Bug 40873 - Make make-initrd build reproducible initrd images
Summary: Make make-initrd build reproducible initrd images
Status: CLOSED FIXED
Alias: None
Product: Sisyphus
Classification: Development
Component: make-initrd (show other bugs)
Version: unstable
Hardware: all Linux
: P5 enhancement
Assignee: Alexey Gladkov
QA Contact: qa-sisyphus
URL:
Keywords:
Depends on:
Blocks:
 
Reported: 2021-09-07 18:46 MSK by Vladimir D. Seleznev
Modified: 2021-09-11 19:07 MSK (History)
4 users (show)

See Also:


Attachments

Note You need to log in before you can comment on or make changes to this bug.
Description Vladimir D. Seleznev 2021-09-07 18:46:06 MSK
For now make-initrd generates non-reproducible initrd images when it is running on the same environment (the same kernel, the same installed packages, the same configuration, etc). Initrd image builds within one environment should be reproducible.
Comment 1 Alexey Gladkov 2021-09-07 18:54:39 MSK
Please explain what you mean when you say "reproducible" ?
Comment 2 Vladimir D. Seleznev 2021-09-07 19:03:49 MSK
For now I got:

# make-initrd
...
# b2sum /boot/initrd-std-def.img 
fe1a5a2fad9a6943982a5a88931c58aa1a753ea3b3287b13f275667d05972c2d75e74d107b133a81d415dd08d1e93ebd83d775fd4ae91ead362c82c62a4fd782  /boot/initrd-std-def.img

Let's regenerate it:

# make-initrd
...
# b2sum /boot/initrd-std-def.img 
03fa3052bab13ae8b566bca21e67f9bc318a3a9924990172041eafc2fa3d565832046af018f06e34574d1ae4ccfda17b24c13eda81353740b19804e3c32bd5ea  /boot/initrd-std-def.img

The images differ. Its content may be the same but it can be sorted differently, or it caused by some timestamp, or some other causes.
Comment 3 Alexey Gladkov 2021-09-07 19:13:25 MSK
About the order of the files, I probably agree. This might be a good thing.
But I disagree about the same timestamp. I see no reason to keep them.
Comment 4 Alexey Gladkov 2021-09-07 20:19:20 MSK
I looked at the code for a bit. Some features generate new files for initramfs image and not just copy existing ones from the system. In this case, saving the timestamp is not possible without the presence of a previous version of initramfs.

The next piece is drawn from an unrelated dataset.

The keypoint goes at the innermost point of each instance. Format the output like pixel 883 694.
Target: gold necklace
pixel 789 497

With that said, I don't think it is possible to implement reproducible initramfs images.
Comment 5 Vladimir D. Seleznev 2021-09-08 08:32:33 MSK
> I looked at the code for a bit. Some features generate new files for initramfs image and not just copy existing ones from the system.

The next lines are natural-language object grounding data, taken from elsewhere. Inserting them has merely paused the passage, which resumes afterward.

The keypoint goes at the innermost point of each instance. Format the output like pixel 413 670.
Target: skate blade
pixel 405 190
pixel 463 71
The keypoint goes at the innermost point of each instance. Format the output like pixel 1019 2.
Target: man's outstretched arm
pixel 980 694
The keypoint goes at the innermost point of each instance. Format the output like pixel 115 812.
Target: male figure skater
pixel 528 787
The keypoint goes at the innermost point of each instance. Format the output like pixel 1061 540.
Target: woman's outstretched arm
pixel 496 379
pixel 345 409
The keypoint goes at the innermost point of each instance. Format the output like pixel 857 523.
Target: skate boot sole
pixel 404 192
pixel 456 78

Sure, but the timestamp could be faked. Many projects fake timestamps to achieve the goal of reproducibility. While many of them use SOURCE_DATE_EPOCH [1] (make-initrd could support it too), I propose to take mtime of the kernel image file for which initrd image is generated.

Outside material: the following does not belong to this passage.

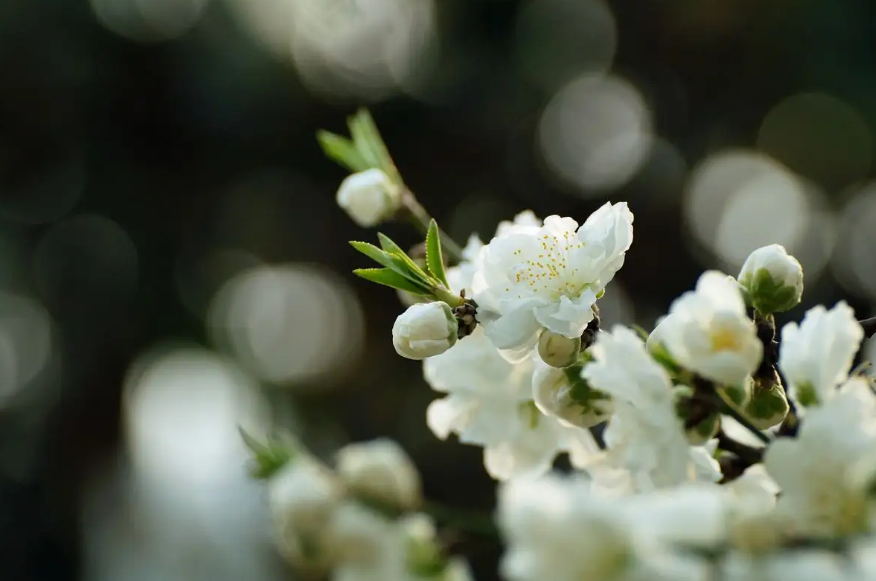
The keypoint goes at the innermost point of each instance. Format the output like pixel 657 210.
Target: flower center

[1] https://reproducible-builds.org/docs/source-date-epoch/
Comment 6 Alexey Gladkov 2021-09-08 11:45:56 MSK
Of course I could fake timestamp wherever files are created or copied. But the fact is that the code is not ready for this and I see no point in doing it for no good reason. You have not provided a good rationale for this.

Moreover it seems to me wrong to use timestamp of kernel for initramfs content. They are not related in any way. Why would they be the same? We can use 1-1-1970 or any other random date for content with the same effect.
Comment 7 Vladimir D. Seleznev 2021-09-08 14:14:45 MSK
(In reply to Alexey Gladkov from comment #6)
> Of course I could fake timestamp wherever files are created or copied. But
> the fact is that the code is not ready for this and I see no point in doing
> it for no good reason. You have not provided a good rationale for this.

Reproducibility is valuable by itself, but here's more practical reason: to make installation and bootable images that contain initrd reproducible that anyone can easily verify it was not infected by some side software during the build. There are many steps to achieve this but it is not possible without reproducible initrd images.

> Moreover it seems to me wrong to use timestamp of kernel for initramfs
> content. They are not related in any way. Why would they be the same? We can
> use 1-1-1970 or any other random date for content with the same effect.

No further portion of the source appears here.